Total Trip Miles: 943
Today we hiked to the top of Half Dome.
Half Dome is one of the famous peaks in Yosemite Valley. The peak of Half Dome is at 8,839 ft. The hike rises about 5,000 ft and is 17 miles roundtrip (from the trailhead). The last 400 ft of the hike is super steep. Typically, climbing gear would be required to ascend the last section of the hike. Instead, cables have been installed, allowing hikers to pull themselves up to the top of the dome.
I've pointed out Half Dome in a few of the photo captions from the last few days. As a recap, Half Dome is the tall peak ahead of me in the photo below.
|Half Dome is in the distance.|
This is a super-duper popular hike. In order to limit the number of people who hike Half Dome (for both safety and environmental reasons), hikers must acquire a permit to do the hike. Even then, 300 permits are issued a day. And because there are so many requests for permits, most permits are issued based on a lottery. The rest of the permits are set aside for walk-in requests.
Earlier this year, BJ, Lilia, Alex, and I each submitted a permit request to the lottery. We were quite shocked that only Alex's request "won" the lottery. Wow, those are pretty slim odds of winning!
As I mentioned in yesterday's post, BJ and Lilia backpacked about five miles into the hike yesterday. Alex and I decided to do the entire Half Dome as a day hike.
Actually, it took a whole lot of convincing to get Alex to hike Half Dome. He didn't think that doing a strenuous hike on an off-the-bike rest day sounded very restful. But, Alex eventually heard enough people say that the hike was one of those not-to-be-missed types of experiences.
In my opinion: we're here, let's do it!
I'm glad Alex decided to do the hike. He's probably the only person who has ever had 6-bypass heart surgery and hiked Half Dome...post-surgery.
Alex and I left our campsite at 5:55am and walked the mile or so from our campsite to the trailhead.
The first part of the trail is aptly called "The Mist Trail." The trail passes next to Vernal Falls, where the spray from the waterfall ensures that you are wearing a thick layer of mist by the time you pass by the falls.
|Getting misted upon by Vernal Falls.|
We then hiked the steep section past Nevada Falls. After this point, the trail leveled out quite a bit. Eventually we arrived at the backcountry campground where we met up with BJ and Lilia. We hiked a few more miles. And then there were only two more miles to the top of the dome!

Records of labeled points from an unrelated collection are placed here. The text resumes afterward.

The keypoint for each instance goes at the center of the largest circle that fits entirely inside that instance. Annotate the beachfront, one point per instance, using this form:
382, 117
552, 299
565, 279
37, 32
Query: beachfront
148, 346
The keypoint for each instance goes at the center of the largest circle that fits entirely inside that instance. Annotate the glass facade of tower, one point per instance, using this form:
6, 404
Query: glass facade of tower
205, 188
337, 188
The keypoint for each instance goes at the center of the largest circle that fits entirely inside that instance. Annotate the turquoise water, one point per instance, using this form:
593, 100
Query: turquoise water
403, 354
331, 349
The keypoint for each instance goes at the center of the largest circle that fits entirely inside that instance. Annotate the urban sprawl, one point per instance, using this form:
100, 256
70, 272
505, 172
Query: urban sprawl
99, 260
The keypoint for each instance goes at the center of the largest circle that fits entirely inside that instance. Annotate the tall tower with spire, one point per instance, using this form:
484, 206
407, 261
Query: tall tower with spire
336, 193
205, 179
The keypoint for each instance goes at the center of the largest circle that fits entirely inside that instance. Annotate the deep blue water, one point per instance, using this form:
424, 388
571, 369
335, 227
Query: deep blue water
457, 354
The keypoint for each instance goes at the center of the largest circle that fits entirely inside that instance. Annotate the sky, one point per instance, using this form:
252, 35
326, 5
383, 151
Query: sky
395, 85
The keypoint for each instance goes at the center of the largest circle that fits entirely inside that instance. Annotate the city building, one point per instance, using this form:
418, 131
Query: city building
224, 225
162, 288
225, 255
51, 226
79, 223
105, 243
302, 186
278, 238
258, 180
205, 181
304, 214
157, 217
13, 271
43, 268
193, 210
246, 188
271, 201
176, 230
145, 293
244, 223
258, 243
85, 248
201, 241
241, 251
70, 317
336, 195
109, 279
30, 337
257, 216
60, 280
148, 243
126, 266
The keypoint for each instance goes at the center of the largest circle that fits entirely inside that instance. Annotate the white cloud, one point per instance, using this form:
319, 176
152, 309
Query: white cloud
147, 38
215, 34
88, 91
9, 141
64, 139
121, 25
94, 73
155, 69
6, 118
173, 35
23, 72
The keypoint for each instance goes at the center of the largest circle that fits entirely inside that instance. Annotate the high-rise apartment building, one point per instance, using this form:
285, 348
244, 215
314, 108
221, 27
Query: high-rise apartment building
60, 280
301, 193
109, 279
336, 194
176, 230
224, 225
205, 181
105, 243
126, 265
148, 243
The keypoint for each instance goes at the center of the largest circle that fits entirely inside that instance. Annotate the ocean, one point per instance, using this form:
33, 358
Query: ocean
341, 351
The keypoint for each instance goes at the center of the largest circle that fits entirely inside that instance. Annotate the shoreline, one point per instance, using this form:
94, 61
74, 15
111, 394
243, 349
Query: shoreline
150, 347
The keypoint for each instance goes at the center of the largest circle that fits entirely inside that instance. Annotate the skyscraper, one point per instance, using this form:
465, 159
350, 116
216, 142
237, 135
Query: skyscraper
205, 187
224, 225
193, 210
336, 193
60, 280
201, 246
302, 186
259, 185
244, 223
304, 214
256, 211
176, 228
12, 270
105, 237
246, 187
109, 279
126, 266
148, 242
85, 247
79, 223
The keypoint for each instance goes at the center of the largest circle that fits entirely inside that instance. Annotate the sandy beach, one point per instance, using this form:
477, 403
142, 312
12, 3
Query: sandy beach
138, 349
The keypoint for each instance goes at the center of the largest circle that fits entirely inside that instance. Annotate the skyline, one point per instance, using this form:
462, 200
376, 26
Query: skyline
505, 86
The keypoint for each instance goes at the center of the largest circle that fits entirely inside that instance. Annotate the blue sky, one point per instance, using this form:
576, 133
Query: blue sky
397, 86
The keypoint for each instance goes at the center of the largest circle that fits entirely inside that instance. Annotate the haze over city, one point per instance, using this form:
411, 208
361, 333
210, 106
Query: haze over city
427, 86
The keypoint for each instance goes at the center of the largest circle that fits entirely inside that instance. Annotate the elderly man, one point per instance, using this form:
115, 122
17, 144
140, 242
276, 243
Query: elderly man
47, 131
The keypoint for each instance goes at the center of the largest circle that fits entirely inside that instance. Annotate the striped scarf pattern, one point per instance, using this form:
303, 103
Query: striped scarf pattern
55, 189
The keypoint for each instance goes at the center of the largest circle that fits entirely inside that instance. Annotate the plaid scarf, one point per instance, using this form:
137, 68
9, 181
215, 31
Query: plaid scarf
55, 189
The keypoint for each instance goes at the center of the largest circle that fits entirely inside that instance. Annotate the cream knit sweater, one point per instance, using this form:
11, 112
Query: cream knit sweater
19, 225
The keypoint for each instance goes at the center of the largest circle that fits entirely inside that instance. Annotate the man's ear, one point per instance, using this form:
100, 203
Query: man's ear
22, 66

|Only two miles left to go!|
|We're getting closer to Half Dome.|
This is a great photo for showing that Half Dome is truly a half dome.

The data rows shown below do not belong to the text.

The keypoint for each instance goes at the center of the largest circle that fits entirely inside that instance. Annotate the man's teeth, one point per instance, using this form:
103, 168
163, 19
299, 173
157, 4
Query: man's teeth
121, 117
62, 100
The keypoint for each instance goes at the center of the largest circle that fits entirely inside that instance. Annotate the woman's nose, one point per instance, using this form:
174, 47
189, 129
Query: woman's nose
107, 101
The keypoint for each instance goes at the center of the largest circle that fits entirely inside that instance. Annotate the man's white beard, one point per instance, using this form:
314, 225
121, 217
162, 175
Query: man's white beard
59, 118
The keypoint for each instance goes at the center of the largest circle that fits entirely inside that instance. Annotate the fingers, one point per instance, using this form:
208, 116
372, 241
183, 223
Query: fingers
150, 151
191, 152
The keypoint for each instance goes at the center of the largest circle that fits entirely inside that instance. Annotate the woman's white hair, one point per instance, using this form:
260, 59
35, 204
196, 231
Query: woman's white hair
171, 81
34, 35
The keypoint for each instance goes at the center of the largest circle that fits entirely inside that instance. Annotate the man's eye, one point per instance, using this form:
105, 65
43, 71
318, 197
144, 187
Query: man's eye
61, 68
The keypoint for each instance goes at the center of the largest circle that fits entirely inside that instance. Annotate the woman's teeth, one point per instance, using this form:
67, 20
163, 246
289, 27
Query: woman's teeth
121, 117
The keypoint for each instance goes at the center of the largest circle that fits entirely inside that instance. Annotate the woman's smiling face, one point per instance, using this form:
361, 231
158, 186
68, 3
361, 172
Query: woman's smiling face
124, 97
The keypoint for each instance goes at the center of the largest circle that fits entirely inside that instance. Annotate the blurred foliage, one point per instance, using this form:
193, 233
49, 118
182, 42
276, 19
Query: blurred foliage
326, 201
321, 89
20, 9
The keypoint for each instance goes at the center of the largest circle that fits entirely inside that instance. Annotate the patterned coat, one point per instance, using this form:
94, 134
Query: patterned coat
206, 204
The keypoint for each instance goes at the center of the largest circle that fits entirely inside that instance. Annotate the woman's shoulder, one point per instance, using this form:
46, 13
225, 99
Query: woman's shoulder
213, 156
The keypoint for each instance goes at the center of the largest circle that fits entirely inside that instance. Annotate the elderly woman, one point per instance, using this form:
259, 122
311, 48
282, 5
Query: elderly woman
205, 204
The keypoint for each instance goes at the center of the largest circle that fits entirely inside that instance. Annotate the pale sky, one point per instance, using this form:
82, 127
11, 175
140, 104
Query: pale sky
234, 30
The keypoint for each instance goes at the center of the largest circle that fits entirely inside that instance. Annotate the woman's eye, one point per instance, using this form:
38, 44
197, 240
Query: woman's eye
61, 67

We arrived at the area called the "sub-dome," where we were met with a long set of nice, but steep steps. Climbing the stone steps made me think of climbing the steps of an ancient pyramid.
|The steep steps of the sub-dome.|
And then we arrived at the cables!
|In the center of the photo is the 400 ft cable climb.|
The tiny people on the cables help to give perspective.
We had read that it was a good idea to bring gloves for climbing the cables. As such, we brought leather gardening gloves. A hiker who was sitting at the base of the cables recommended that we test our gloves on the cables to make sure they had good enough grip. This was fantastic advice.
The grip of the leather gloves was a little slippery. So the hiker advised us to fish through the pile of gloves at the base of the cables to find gloves that had a more rubber-like grip. We dug out some gloves from the pile and tested them. Sure enough, the grip was much better.
|The pile of gloves at the base of the cables. I ended up using the blue and white pair on the right.|
The cables were super-duper steep. I hadn't expected that so much upper-body strength would be needed to ascend the cables. By the time I made it to the top of the cables, my puny little biceps felt like jelly.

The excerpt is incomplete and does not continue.